Aktuelle Neurologie 2007; 34 - P537
DOI: 10.1055/s-2007-987808

Restless Legs Syndrom bei Monozygoten und Dizygoten Zwillingen

N Groß 1, A Busjahn 1, J Winkelmann 1
  • 1München, Berlin

Hintergrund: Bis zu 60% der Patienten mit einem idiopathischen Restless Legs Syndrom (RLS) haben eine positive Familienanamnese. Bisher wurden fünf Loci für das RLS identifiziert. Es wird vermutet, dass es sich um eine genetisch komplexe Erkrankung handelt und bei der Entstehung genetische wie auch umweltbedingte Faktoren eine Rolle spielen könnten. Zwillingsstudien stellen eine geeignete Methode dar, die erbliche Komponente einer Erkrankung abzuschätzen und das Ausmaß der Interaktion von genetischen und Umweltfaktoren zu beurteilen.

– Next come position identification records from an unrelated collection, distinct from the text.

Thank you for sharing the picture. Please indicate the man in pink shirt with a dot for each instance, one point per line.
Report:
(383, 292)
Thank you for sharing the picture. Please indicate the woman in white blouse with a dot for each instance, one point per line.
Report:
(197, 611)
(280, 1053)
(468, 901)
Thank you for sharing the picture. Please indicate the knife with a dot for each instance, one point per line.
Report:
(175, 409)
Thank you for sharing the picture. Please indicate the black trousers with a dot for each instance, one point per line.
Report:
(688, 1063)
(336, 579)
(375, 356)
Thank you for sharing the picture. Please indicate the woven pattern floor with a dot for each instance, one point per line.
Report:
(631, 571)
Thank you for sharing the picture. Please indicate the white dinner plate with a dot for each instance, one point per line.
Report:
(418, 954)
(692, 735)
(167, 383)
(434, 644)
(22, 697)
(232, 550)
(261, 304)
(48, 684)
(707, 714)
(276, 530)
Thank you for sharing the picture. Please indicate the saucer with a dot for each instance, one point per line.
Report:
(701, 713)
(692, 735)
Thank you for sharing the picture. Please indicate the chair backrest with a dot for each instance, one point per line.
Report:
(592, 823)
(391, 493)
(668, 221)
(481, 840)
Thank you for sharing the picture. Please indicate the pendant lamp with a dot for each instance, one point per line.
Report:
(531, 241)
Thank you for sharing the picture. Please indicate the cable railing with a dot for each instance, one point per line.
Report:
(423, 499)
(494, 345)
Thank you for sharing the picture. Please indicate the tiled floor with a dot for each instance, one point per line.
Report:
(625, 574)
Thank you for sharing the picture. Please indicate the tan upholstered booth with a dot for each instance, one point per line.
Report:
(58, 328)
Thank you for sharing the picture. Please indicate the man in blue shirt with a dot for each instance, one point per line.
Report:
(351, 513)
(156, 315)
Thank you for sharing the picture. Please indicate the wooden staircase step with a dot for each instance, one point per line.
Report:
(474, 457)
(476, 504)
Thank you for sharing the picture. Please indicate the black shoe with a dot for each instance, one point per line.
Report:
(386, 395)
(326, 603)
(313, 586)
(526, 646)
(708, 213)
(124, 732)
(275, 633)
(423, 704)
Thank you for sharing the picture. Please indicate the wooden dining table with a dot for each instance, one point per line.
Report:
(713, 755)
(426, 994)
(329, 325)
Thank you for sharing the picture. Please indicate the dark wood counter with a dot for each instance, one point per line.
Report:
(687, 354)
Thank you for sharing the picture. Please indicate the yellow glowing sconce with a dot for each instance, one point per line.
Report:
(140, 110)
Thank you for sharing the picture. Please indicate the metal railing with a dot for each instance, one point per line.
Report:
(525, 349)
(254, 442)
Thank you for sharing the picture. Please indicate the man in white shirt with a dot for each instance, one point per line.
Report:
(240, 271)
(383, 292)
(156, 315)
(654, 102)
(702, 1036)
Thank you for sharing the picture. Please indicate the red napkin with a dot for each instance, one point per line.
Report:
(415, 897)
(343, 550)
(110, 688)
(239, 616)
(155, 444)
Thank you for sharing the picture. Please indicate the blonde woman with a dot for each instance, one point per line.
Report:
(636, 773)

Methode: 319 Monozygoten (MZ) und Dizygoten (DZ) Zwillingspaaren wurde ein Fragebogen geschickt, der die 4 RLS-Diagnosekriterien der Internationalen RLS-Study-Group (IRLSSG) beinhaltete. Für alle Zwillingspaare, die mindestens eine Frage positiv beantwortet haben, erfolgte ein standardisiertes Telefoninterview. Zusätzlich wurden Zwillingspaare mit RLS über den deutschen RLS e.V. und RLS-Spezialambulanzen rekrutiert. Der Zygotienachweis erfolgte nach DNA-Extraktion mittels Fragmentanalyse mit 8 hochpolymorphen Mikrosatellitenmarkern.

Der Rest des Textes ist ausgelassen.